How can I automate the deletion of files from my downloads folder but keep files I've tagged with "Keep"? I've been able to use Automator to delete files daily, but I can't work with tags in Automater. Most likely this requires AppleScript (I'm fairly new to AppleScript). I've created an AppleScript to delete files from Downloads folder, but it's not working (I can't tell if it's a permissions issue), and I'm lost on how file tags/labels work in AppleScript.

    tell application "Finder"
        delete (every item of folder "/Users/wheel58m/Library/Mobile Documents/com~apple~CloudDocs/Downloads")
    end tell
on error
    display dialog ("Error. Couldn't Move the File") buttons {"OK"}
end try

Any documentation or resources is appreciated.
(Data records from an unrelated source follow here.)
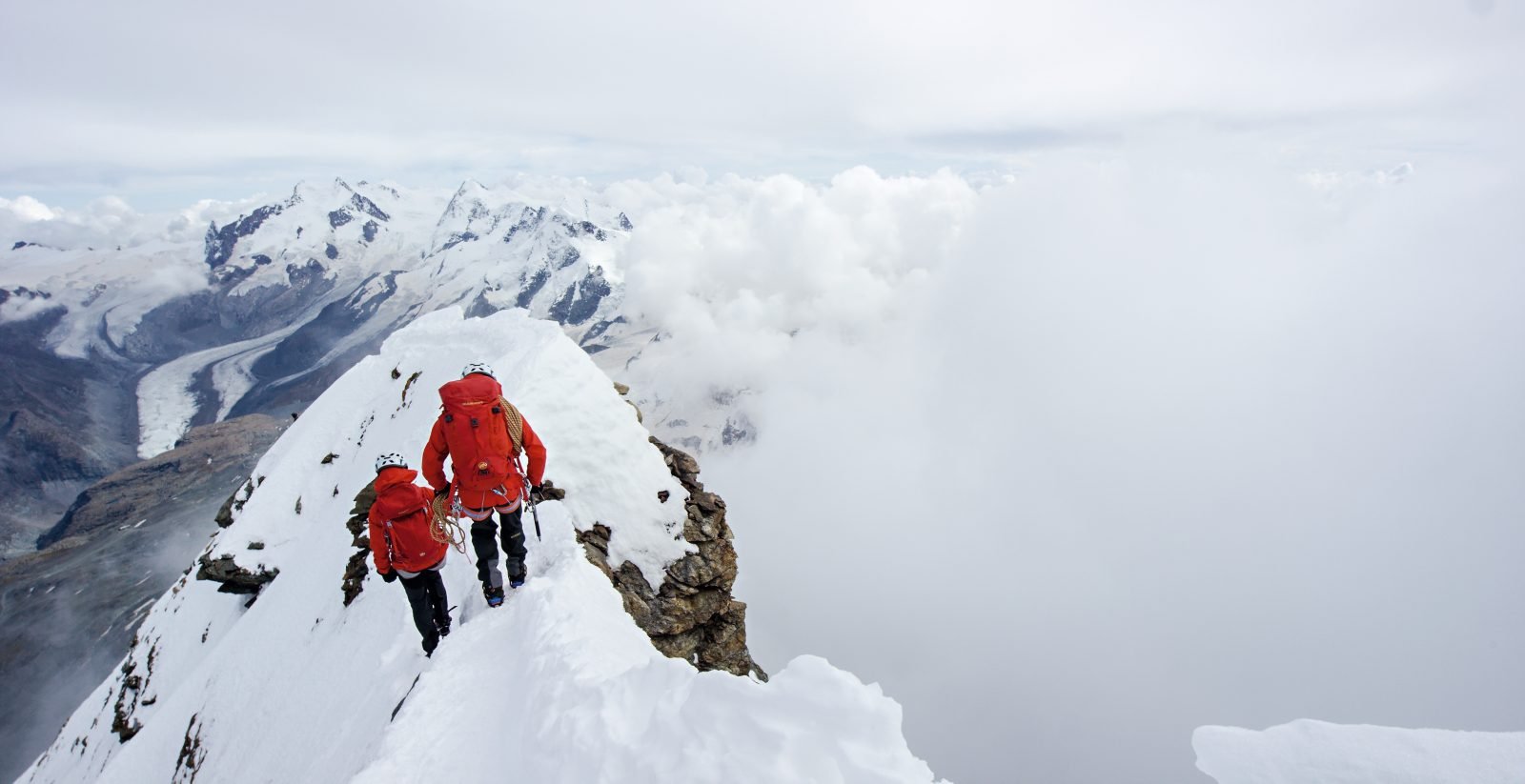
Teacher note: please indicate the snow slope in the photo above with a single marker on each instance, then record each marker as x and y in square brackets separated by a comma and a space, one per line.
[557, 685]
[1309, 751]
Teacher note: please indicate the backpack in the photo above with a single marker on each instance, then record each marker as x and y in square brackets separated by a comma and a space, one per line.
[482, 431]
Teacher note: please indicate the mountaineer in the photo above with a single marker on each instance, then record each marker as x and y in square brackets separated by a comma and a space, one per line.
[484, 436]
[404, 545]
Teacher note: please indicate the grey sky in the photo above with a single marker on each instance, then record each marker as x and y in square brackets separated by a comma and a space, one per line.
[164, 101]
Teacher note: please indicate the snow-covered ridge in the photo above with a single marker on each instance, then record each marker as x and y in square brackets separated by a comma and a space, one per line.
[559, 685]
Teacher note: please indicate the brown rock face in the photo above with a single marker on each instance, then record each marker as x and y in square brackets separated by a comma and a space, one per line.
[691, 615]
[234, 578]
[208, 456]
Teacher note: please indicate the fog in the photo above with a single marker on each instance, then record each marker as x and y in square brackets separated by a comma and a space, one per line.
[1169, 439]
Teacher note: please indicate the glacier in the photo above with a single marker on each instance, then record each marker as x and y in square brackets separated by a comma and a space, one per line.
[557, 685]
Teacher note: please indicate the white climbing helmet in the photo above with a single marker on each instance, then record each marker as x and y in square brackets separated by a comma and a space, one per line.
[391, 459]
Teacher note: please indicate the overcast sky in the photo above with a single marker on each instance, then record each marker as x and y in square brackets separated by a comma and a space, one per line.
[1210, 413]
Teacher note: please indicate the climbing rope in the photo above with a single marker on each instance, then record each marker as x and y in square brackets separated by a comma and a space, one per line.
[442, 524]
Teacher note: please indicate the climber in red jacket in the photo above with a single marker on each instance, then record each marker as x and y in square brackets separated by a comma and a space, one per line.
[484, 435]
[403, 545]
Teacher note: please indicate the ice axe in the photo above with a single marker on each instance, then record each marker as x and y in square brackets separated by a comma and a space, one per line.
[534, 513]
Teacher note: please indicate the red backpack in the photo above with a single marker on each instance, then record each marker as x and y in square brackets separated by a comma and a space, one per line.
[478, 423]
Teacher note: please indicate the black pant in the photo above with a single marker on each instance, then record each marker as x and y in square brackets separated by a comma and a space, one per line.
[426, 595]
[484, 540]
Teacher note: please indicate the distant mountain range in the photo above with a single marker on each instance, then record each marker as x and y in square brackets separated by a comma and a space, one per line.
[112, 352]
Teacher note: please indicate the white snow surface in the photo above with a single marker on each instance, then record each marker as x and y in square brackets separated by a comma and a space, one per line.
[1309, 751]
[557, 685]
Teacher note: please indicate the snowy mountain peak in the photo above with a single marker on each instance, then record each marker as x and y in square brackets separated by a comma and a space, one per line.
[295, 685]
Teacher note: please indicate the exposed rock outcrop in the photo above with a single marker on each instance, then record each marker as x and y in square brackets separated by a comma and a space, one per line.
[356, 570]
[691, 615]
[234, 578]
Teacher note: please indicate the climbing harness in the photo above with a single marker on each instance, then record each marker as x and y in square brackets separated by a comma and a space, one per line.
[442, 520]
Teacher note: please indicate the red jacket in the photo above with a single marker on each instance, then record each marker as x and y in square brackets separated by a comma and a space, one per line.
[437, 451]
[400, 522]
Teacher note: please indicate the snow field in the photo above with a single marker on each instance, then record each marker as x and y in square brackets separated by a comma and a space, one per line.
[559, 685]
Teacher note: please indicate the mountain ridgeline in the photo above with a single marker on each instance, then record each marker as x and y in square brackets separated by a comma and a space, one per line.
[622, 657]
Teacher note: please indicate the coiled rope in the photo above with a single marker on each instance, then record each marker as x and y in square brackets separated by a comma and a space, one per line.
[442, 527]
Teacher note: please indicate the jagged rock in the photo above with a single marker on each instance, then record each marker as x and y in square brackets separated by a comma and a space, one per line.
[548, 492]
[234, 578]
[356, 573]
[691, 615]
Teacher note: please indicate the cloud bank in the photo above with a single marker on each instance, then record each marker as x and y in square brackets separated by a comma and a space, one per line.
[1169, 441]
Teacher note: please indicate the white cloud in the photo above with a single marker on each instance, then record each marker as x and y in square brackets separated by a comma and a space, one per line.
[1171, 444]
[751, 88]
[27, 210]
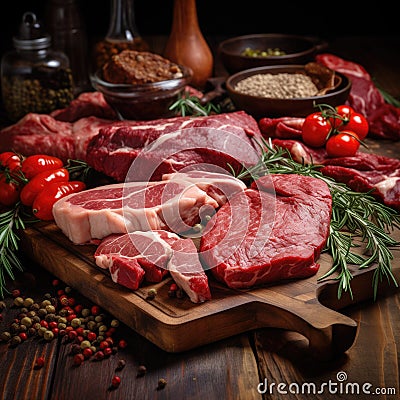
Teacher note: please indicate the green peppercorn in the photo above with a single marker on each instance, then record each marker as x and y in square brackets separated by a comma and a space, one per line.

Automatically Delete Files From Downloads Folder Daily Unless Tagged With “Keep”?

The following example AppleScript code can be used in a shell script with an /usr/bin/osascript shebang, or an AppleScript script/application, or a Run AppleScript action in an Automator workflow to delete any file in the targetFolder that does not have a custom "Keep" Tag set in Finder:

-- # targetFolder can be either an HFS path or a POSIX path,
-- # "path:to:target:folder:" or "/path/to/target/folder"
-- # 
-- # Change the value of targetFolder from "/path/to/target/folder"
-- # to the appropriate fully qualified pathname in either form.

set targetFolder to "/path/to/target/folder"

-- # The remaining code should not need to be modified, 
-- # unless the mdfind query needs to be changed.

set targetFolderPOSIXpath to ¬
    the quoted form of ¬
        the POSIX path of targetFolder

set shellCMD to {¬
    "mdfind -onlyin", space, targetFolderPOSIXpath, space, ¬
    "'! kMDItemKind == Folder && ! kMDItemUserTags == Keep'"} ¬
    as string

set posixFilesToDelete to ¬
    paragraphs of ¬
    (do shell script shellCMD)

set filesToDelete to {}
repeat with thisFile in posixFilesToDelete
    set thisFile to POSIX file thisFile as alias
    set the end of filesToDelete to thisFile
end repeat

if filesToDelete is not {} then ¬
    tell application "Finder" to ¬
        delete filesToDelete 

Note: Scroll as necessary to see remaining code.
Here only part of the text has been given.